El peligro no existe para los calamares de las profundidades. Sus cambios de color expresan emociones complejas. Pero no pueden tener miedo. Son curiosos los bípedos implumes.
Inventan sortilegios. Se hechizan mutuamente. Habitan burbujas agradables que construyen a base de masticar palabras; así tamizan la sórdida superficie por la que deambulan como buscando algo que no conocen. Invitan a otros a la periferia de sus burbujas, atándolos con lazos invisibles. Tienen pánico a darse cuenta de que están solos, y que seguirán estándolo cuando mueran.
Hay ocasiones en las que un par de palabras rituales -cuatro, para ser precisos- marcan el derrumbamiento de una de estas burbujas de endorfinas y peces de colores. Su atrofiado habitante, cual crisálida experimental, se apresurará a levantar otra coraza aún más vetusta, aunque tenga que rebuscar entre las inmundicias.
Es delicioso contemplar cómo se engañan creyendo en sus todopoderosas burbujas. A veces acaban hundiéndose a fuerza de ir bien, levantado capas y capas concéntricas entre las que terminan por no saber escapar.
Resultan sobrecogedores los especímenes que vagan desnudos, sin burbuja protectora durante un corto espacio de tiempo. Comprenden que todo es juego, toda ilusión una venda, todo compromiso un ala mojada, toda ocupación un divertimento. Se los puede sorprender caminar desilusionados, con la mirada perdida en el infinito.

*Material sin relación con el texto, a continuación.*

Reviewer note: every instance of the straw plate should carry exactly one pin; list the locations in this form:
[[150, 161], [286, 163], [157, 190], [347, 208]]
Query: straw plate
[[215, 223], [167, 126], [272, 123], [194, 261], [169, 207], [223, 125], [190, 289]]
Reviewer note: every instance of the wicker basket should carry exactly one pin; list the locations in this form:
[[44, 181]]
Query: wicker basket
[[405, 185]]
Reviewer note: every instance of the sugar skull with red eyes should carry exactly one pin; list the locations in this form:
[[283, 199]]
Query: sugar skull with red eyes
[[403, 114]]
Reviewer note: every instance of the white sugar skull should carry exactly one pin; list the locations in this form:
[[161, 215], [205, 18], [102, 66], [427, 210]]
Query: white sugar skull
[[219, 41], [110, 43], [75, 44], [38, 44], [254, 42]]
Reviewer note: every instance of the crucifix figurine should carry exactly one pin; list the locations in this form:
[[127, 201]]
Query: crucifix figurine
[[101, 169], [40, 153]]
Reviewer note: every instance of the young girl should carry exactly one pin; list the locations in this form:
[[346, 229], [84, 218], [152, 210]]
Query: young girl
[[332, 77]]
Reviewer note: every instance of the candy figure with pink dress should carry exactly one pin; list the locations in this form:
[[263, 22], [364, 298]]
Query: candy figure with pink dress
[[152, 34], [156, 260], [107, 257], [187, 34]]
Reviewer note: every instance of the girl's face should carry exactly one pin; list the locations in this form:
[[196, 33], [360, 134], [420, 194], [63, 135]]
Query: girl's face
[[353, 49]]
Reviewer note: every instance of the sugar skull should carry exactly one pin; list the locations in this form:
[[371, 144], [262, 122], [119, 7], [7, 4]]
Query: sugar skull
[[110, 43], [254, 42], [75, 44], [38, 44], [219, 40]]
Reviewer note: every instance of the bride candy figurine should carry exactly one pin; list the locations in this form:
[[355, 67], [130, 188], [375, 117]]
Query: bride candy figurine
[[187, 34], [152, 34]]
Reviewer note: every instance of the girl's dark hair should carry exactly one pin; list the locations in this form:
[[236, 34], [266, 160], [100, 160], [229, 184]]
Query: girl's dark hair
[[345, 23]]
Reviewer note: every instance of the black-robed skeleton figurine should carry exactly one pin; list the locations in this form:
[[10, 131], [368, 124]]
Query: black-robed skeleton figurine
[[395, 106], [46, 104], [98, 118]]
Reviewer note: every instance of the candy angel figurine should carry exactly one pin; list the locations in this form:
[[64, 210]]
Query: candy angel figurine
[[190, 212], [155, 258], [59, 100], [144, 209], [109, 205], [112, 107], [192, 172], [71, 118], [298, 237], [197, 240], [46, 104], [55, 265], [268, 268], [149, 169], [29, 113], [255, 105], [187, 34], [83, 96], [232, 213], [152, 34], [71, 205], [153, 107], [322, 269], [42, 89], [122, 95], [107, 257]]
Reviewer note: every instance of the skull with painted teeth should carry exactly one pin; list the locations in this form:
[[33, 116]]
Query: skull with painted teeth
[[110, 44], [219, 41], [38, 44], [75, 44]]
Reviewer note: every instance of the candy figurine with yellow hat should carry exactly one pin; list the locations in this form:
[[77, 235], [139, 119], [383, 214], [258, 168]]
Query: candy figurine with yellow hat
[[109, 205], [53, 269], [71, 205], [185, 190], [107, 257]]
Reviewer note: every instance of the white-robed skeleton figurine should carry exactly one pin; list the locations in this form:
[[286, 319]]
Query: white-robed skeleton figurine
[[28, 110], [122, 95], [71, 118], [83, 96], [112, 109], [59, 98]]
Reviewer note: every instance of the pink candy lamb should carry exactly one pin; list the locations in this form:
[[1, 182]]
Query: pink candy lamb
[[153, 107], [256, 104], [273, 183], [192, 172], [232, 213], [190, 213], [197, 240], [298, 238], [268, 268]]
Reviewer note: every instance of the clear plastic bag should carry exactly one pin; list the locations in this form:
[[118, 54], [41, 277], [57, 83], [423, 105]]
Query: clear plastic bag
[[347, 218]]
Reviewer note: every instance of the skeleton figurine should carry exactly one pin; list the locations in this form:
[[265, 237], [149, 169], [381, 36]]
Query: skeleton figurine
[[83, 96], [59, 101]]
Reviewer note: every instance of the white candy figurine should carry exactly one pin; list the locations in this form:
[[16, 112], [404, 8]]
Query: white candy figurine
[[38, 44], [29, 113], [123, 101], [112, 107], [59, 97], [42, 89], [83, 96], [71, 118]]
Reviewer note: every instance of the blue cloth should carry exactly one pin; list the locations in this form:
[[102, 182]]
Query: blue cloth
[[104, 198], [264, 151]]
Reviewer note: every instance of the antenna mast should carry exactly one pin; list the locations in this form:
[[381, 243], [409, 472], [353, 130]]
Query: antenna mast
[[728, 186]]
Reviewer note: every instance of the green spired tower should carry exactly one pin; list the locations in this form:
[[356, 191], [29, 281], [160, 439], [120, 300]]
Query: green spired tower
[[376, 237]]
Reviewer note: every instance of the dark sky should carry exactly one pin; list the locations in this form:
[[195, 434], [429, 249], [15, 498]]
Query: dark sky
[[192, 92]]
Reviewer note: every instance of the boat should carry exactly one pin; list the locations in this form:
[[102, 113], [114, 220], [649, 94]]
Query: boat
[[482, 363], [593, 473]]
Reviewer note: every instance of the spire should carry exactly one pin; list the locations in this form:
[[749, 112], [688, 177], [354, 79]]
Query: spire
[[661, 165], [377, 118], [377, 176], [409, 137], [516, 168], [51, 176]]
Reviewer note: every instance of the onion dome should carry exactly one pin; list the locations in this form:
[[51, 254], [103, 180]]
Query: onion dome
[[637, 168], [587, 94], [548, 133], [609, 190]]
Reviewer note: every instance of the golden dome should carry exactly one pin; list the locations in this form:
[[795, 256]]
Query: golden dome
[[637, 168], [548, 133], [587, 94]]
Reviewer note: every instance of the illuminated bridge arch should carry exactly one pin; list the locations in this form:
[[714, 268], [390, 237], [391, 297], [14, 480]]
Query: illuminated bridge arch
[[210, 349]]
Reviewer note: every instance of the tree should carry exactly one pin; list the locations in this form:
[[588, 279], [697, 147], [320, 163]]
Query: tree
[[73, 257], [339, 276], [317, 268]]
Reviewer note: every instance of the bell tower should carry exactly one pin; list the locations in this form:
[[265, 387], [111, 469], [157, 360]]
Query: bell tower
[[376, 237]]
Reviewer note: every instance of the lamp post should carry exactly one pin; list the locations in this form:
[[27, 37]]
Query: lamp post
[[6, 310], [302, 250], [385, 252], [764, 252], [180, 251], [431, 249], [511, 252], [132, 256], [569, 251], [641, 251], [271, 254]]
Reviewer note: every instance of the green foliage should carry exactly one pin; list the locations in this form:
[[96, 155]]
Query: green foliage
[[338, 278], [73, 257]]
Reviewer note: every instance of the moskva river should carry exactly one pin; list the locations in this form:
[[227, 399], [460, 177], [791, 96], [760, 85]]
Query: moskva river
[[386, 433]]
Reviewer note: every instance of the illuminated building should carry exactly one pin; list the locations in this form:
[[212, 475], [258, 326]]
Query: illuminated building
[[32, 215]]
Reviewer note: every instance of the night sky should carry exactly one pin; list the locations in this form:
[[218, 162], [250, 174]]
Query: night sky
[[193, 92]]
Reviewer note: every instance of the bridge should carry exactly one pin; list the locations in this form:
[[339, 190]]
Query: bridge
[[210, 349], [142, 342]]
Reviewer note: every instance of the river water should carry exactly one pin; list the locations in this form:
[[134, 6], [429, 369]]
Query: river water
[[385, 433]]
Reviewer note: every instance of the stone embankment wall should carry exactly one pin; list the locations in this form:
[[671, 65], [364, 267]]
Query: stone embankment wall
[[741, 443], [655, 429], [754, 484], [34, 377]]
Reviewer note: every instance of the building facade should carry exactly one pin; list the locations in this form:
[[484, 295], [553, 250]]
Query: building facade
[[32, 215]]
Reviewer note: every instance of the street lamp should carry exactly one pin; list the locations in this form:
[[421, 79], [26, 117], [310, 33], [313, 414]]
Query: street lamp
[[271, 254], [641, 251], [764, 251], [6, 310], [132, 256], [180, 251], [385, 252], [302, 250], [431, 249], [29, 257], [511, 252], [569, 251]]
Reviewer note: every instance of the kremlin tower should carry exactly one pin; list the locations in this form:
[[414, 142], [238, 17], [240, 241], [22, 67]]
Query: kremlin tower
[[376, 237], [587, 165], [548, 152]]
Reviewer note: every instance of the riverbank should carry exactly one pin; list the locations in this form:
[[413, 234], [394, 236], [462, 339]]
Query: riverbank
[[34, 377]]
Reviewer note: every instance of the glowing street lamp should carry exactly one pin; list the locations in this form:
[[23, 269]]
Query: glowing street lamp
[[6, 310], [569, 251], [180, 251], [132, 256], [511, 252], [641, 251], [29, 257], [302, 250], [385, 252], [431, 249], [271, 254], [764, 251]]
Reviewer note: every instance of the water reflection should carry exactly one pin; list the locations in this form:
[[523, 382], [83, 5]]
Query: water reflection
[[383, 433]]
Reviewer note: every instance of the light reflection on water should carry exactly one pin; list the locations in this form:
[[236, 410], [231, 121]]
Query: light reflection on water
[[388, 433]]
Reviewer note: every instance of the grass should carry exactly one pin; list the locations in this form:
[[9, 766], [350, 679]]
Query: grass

Sólo entonces son capaces de darse cuenta; de desmontar la Gran Burbuja donde se hacinan. La ciudad cae en piezas, los árboles se detienen en su explosión congelada. Los edificios se convierten en un moho atrevido que apenas se distingue de la superficie de la roca. Las avenidas son caminos de hormigas atravesando un solar.
Y es entonces cuando quieren escapar. Pero la burbuja que ya han empezado a salivar los retiene de este lado.